When Flor Prendergast decided to create a whiskey, he brought in his American friend and spirits maverick, Steven Grasse, who had an idea that required a transatlantic collaboration: whiskey from Ireland, finished in rye barrels from America. They formed Pugilist Spirits to bring this idea to life, with whiskey distilled and aged in West Cork, Ireland and rye barrels sourced by Grasse’s own Tamworth Distilling in the U.S.

Inspired by the Irish-American connection, Grasse had the idea to call the whiskey Prizefight. The brand tells the incredible stories of the Irish who came to America and became the greatest fighters of their day. Each bottle commemorates the boxing legends who came with nothing and fought for everything.

I take from the above that there will be a series of bottlings that will each focus on different ‘Fighting Irish’ legends who made it on the mean streets of the new world. This initial release focusing on a fight between John Morrissey and Yankee O’Sullivan in New York in 1853. Packaging wise it certainly looks the part and I’m sure our American cousins will lap up the storytelling, especially on the North East Coast. Of course here at Malt stories aren’t really our thing, we want to know about the whiskey.

Other than the story the brand is trying to create there is very little info about the whiskey itself other than that recorded in the above marketing piece. It is distilled by West Cork Distillers (no info about being a blend, grain or malt. Although on the web a little digging did indicate that it may be a 6 year old single malt) that is finished in ex-rye barrels for an unspecified period of time. It’s bottled at 43% ABV. That’s it, folks.

Prizefight Irish Whiskey – Review

Colour: Very pale gold

Nose: Definitely floral with some alcohol sting. Parma violets, fruit salad sweets, lemon meringue with the rye kicking in at the end producing nutmeg and ginger aromas with a little oak.

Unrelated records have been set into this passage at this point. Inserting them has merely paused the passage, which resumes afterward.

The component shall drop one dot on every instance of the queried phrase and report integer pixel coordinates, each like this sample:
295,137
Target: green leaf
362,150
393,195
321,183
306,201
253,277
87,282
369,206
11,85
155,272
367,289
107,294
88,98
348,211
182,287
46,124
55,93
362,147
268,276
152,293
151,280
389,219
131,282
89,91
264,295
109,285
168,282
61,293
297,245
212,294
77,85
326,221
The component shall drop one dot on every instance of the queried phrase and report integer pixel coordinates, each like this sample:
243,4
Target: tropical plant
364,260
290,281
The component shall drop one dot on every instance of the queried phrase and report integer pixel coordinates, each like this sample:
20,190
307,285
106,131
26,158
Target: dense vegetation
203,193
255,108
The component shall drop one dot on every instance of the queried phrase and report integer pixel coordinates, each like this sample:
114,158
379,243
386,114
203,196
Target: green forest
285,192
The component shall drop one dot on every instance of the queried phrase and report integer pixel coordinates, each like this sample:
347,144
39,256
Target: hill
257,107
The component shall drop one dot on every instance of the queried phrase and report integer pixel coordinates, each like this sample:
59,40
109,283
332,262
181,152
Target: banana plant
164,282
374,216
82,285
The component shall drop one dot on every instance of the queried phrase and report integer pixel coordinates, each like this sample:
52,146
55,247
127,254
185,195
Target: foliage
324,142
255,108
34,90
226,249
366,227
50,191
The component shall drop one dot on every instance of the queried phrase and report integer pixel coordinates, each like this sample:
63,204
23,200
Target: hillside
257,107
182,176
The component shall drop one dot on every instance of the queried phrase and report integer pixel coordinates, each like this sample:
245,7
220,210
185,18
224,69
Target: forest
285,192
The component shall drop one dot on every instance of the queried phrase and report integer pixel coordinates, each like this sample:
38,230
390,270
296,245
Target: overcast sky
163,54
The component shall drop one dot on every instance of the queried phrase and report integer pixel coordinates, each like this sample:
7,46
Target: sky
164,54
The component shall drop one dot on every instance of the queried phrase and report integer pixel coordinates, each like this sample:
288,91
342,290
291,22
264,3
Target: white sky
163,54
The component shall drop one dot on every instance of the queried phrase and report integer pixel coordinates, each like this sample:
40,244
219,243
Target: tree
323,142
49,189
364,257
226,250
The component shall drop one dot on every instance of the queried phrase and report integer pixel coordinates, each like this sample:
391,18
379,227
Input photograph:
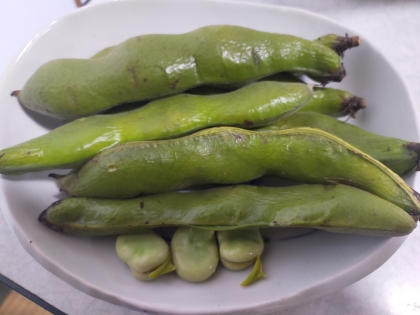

In the mouth: very thin mouthfeel even with its 43% abv with a soft arrival, no real explosion of flavour. This is not an overtly sweet whiskey, honey and vanilla arrive subtly. The parma violets make an appearance followed by ginger, oak and a little alcohol heat leaving a short residue of clove oil and oak.

Conclusions

Certainly not a bombastic or heavy hitting slugger of a dram, more of a timid sparring partner, unfortunately. The whiskey smells, feels and tastes young….it’s sharp, new make-ish and the spirit struggles to present itself clearly, to me it comes across as a grain driven blend (although Prizefight please correct me if I’m wrong). Cask influence too is weak, this whiskey has the feel of extensive refill barrel use here as even the usual ex-bourbon barrel characteristics of caramel, vanilla, toasted nuts and oak struggle to assert themselves. The rye finish, although novel seems like more of a polish than a finish as it doesn’t impart enough flavour. Interestingly the Prizefight website lists a few cocktail ideas to try out and I think that this is where this whiskey is better suited, as a cocktail base rather than a sipper. At €49.99 per bottle (that’s around £45) Prizefight are charging a fairly premium price that unfortunately the liquid fails to live up to….at that price bracket they are aiming at Knappogue 12 year old, Jameson Black Barrel, Teeling Single Malt, Green Spot, Bushmills 10 just to name a few and unfortunately the Prizefight fails at the weigh-in. Due to fancy packaging and clever marketing, I’m sure that this will sell a bucket load over the other side of the pond, but if you are looking for flavour from your dram then there are many other Irish contenders that pound for pound, offer a much stronger flavour punch.